Le renvoi soulève deux questions pertinentes en ce qui a trait à notre enquête sur l’islamophobie en tant qu’entreprise systémique.
La première question est la suivante. En l’absence de toute donnée pertinente sur les pratiques des musulmans au Canada, comment mon affidavit entrait-il en ligne de compte dans la question des droits garantis par la Charte conférés aux personnes? Essentiellement, deux hypothèses non énoncées étaient avancées, la première étant que, si un texte religieux présente une notion, les musulmans doivent y souscrire, s’en préoccuper ou la suivre d’une façon ou d’une autre. Cette hypothèse illustre la raison pour laquelle la simple mention de la haine contre les musulmans est systémique et fait abstraction des rouages de l’islamophobie.
La deuxième hypothèse était que, bien entendu, les musulmans respectent servilement les textes portant sur la polygamie, compte tenu des images de harems établis dans des pays islamiques et d’hommes musulmans hypersexualisés que l’Europe véhicule depuis longtemps et qui colorent la culture principalement coloniale du Canada.

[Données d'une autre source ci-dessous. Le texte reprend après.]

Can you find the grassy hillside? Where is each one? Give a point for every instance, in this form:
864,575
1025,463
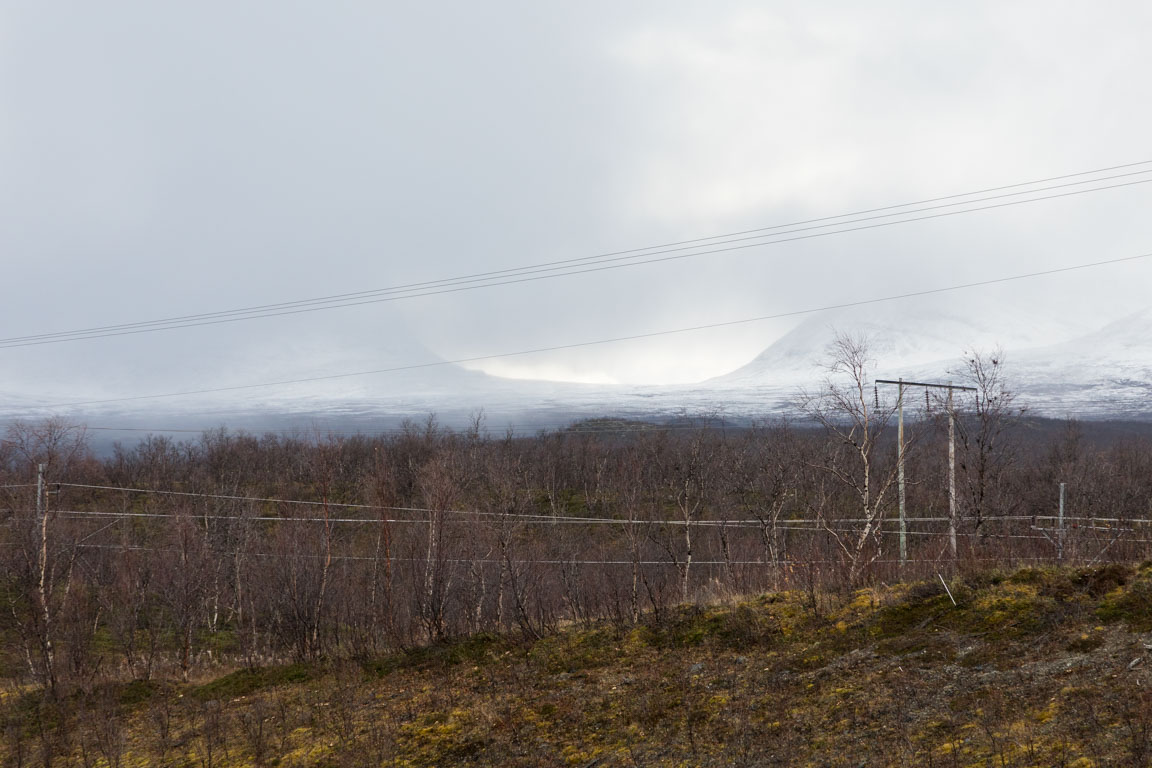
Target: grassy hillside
1031,668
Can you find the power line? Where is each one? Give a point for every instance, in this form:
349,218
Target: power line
672,251
653,334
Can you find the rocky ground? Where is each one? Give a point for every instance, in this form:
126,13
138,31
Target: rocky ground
1031,668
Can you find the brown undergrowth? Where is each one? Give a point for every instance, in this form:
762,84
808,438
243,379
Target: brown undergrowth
1030,668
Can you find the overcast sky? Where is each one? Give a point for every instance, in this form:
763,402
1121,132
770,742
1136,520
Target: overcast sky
161,159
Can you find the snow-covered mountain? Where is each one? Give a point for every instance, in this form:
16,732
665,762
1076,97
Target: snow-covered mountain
1056,366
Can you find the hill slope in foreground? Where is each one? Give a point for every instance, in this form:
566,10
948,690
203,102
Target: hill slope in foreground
1033,668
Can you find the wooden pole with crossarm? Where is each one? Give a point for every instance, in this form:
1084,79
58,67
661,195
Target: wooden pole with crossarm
952,461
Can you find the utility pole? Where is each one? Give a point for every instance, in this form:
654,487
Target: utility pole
1060,526
952,477
900,470
952,461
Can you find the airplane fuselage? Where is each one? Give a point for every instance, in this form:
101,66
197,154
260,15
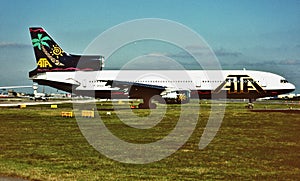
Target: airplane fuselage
237,84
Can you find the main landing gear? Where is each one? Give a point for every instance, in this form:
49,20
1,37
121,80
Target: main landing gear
250,105
147,104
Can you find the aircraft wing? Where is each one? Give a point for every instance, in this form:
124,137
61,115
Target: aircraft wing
15,87
137,90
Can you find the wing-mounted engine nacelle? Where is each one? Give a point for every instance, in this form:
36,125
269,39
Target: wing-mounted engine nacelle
176,97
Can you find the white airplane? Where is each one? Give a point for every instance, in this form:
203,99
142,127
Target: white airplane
84,75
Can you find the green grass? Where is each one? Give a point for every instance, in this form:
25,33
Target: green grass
37,144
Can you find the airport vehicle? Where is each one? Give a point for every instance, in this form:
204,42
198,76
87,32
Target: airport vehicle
84,75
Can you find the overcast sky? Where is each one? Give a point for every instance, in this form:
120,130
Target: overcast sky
257,34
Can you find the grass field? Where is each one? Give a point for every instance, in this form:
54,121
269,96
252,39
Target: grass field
36,143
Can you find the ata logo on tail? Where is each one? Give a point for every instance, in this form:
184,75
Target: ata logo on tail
43,63
239,84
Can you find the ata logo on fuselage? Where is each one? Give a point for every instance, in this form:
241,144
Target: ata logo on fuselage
43,63
239,84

Passons à la deuxième question, à savoir la façon dont mon affidavit était lié au racisme systémique. Les accusés de Bountiful, en Colombie-Britannique, étaient riches, de race blanche et membres d’une dénomination chrétienne. D’un point de vue racial, ils étaient étiquetés comme appartenant à l’image majoritairement coloniale de l’État canadien. Le renvoi a permis de redéfinir la communauté de Bountiful, en Colombie-Britannique, comme étrangère et dangereuse en l’associant à l’Islam, en dépit du fait que les pratiques conjugales des musulmans du Canada étaient sans rapport avec les délibérations.
Soyons clairs. Je ne critique pas la décision définitive rendue relativement au renvoi. J’utilise plus tôt cet exemple pour démontrer comment une variété de décisions ordinaires, bureaucratiques, discrétionnaires et — plus important encore — riches en symboles, que le gouvernement prend dans le cadre de ses activités quotidiennes, contribuent à l’entreprise systémique de l’islamophobie. En outre, il est clair dans ce contexte que j’ai, par inadvertance, participé aussi à cette entreprise, mais c’est exactement ainsi que les préjugés systémiques fonctionnent; ils font appel à chacun de nous.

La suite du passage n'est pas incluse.